Steps to make Thai chicken:
- First I prep a pot of jasmine rice in my instant pot and have it prepped and ready to go, pressing the cook start as I prepare this meal.
- In a 7 L Dutch oven or large pot, heat canola and sauté onion till soft. (About 4 minutes)
- Place in chicken and continue to sauté until seared on all sides.
- Add your garlic, ginger, and lemon grass and sauté for 1 more minute
- Add red pepper, carrot, BC squash, and continue to cook for 2 minutes.
- Stir in your curry paste and continue stirring for 1 minute.
- Pour in the cans of coconut milk and cream, sitting until combined. Add the optional kafir leaves and fish sauce. Bring to a boil, reduce medium heat, and simmer for 8-10 minutes or unti sauce has thickened enough to coat the chicken.
- Turn heat off and add lime juice, kale, cilantro, fresh Thai basil, stir in and adjust the seasoning with salt, if needed.

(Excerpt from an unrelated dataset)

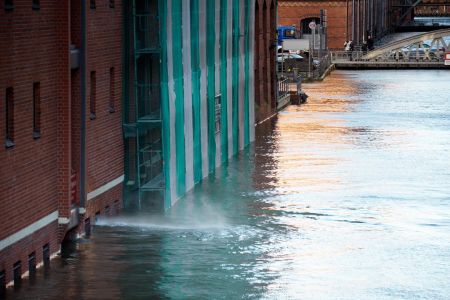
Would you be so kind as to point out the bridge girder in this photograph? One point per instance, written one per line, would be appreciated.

- Serve over hot cooked rice and top with lime wedges
Traditional Gai Yang is served with a dipping sauce but I find chicken thighs so juicy that it doesn't need it. Instead, I incorporate the flavour into the Marinade. Traditionally this is cooked over charcoal which gives it a wonderful smokey flavour. Season the chicken with salt and black pepper. In a large, ovenproof skillet, melt the coconut oil over medium-high heat.
So that is going to wrap it up for this special food thai chicken recipe. Thank you very much for your time. I’m confident you will make this at home. There’s gonna be interesting food in home recipes coming up. Remember to save this page on your browser, and share it to your family, friends and colleague. Thank you for reading. Go on get cooking!